Colors of the horses aren’t important, many scholars say. But the directions are. They indicate that God’s influence and power extends all around the world. To Jews in Zechariah’s day, north could have represented Babylon, in what is now Iraq, or Persia in Iran. Both were east of Israel. But to get there most travelers followed the caravan routes to the north and then to the east and then south. That tracked alongside water sources, such as the Euphrates River. Chariots headed south could have meant to Edom, Egypt, and Ethiopia.
That left the red horses headed east, perhaps the Far East.
The original language of Hebrew says only, halak (go) and eres (earth). Context clues determine how Bible translators interpret the meaning. Some say the chariot teams “patrol” the earth or “range” the earth or “go through” the earth. But the point is that God’s influence has wheels.
It’s unclear if Heldai and Helem (verse 14) was the same person. We would expect Heldai’s name in verse 14 to appear with the other two donors. Perhaps Heldai’s nickname was Helem. Or maybe it was his name in another language of the region. Or perhaps a scribe copying a worn out scroll onto fresh leather needed some morning coffee, which wouldn’t be invented for another 2,000 years.

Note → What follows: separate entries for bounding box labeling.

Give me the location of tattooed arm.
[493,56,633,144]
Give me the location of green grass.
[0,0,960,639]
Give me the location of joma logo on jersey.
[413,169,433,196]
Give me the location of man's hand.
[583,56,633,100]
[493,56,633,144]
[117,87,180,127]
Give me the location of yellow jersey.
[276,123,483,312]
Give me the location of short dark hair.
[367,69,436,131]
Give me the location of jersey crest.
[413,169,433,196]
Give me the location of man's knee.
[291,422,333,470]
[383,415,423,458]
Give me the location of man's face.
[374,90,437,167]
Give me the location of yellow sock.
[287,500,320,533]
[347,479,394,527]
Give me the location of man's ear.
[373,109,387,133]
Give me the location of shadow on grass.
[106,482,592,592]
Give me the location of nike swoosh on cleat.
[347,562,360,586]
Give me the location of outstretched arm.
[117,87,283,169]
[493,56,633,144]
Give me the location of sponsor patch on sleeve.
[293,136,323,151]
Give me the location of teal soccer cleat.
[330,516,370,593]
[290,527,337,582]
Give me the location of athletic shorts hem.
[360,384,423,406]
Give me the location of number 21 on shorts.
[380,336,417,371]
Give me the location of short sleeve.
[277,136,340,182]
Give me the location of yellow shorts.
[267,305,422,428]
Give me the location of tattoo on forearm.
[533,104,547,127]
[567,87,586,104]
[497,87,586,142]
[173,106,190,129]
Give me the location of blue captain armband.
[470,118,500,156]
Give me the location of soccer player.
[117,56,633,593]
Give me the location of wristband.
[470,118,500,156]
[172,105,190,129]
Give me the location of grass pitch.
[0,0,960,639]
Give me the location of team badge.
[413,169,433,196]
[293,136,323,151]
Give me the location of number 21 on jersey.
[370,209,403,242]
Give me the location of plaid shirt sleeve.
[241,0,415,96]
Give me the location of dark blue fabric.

Josiah may have been a metalworker, given what happens next. The precious metal is melted and shaped into a pair of crowns.
See Zechariah 3:8. Jews probably knew exactly what Zechariah meant by the Branch. This mysterious Branch will be a heroic king from King David’s family—Israel’s only God-approved dynasty of kings. The prophet Isaiah talked about the Branch two centuries earlier. He described David’s dynasty as a stump of a tree that had been cut down. That’s what Babylonian invaders did when they defeated Judah and destroyed Jerusalem in 586 BC. Isaiah said a branch would grow out of that stump, which is rooted into the family of David and his father Jesse. Jews later interpreted this Branch as a savior-king, a messiah. Many Christians interpreted the Branch as Jesus, a descendant of David. “Jesus” is the Greek version of the Hebrew name “Joshua.” The New Testament, which contains the story of Jesus, was written in Greek.
Some scholars interpret this to say that there’s only one person ruling, and that person is both a king and a priest. Some New Testament writers said Jesus fulfilled that prediction. King (Matthew 18:18; Luke 1:31-32). High priest (Hebrews 4:14-16).
Jews from “far away,” exiled to what is now Iraq, started returning to Jerusalem in the mid-500s BC. They rebuilt what sounds like a diminished version of King Solomon’s earlier Temple, which Babylonians stripped and destroyed. Some scholars say the people from “far away” might have a future fulfillment—when the messiah arrives. In this case, the “far away” people could be Jews and non-Jews building either a literal or a spiritual Temple of the LORD. Maybe it sits on Jerusalem’s bedrock, maybe in the heart, maybe on a cloud. God knows which. In God we trust.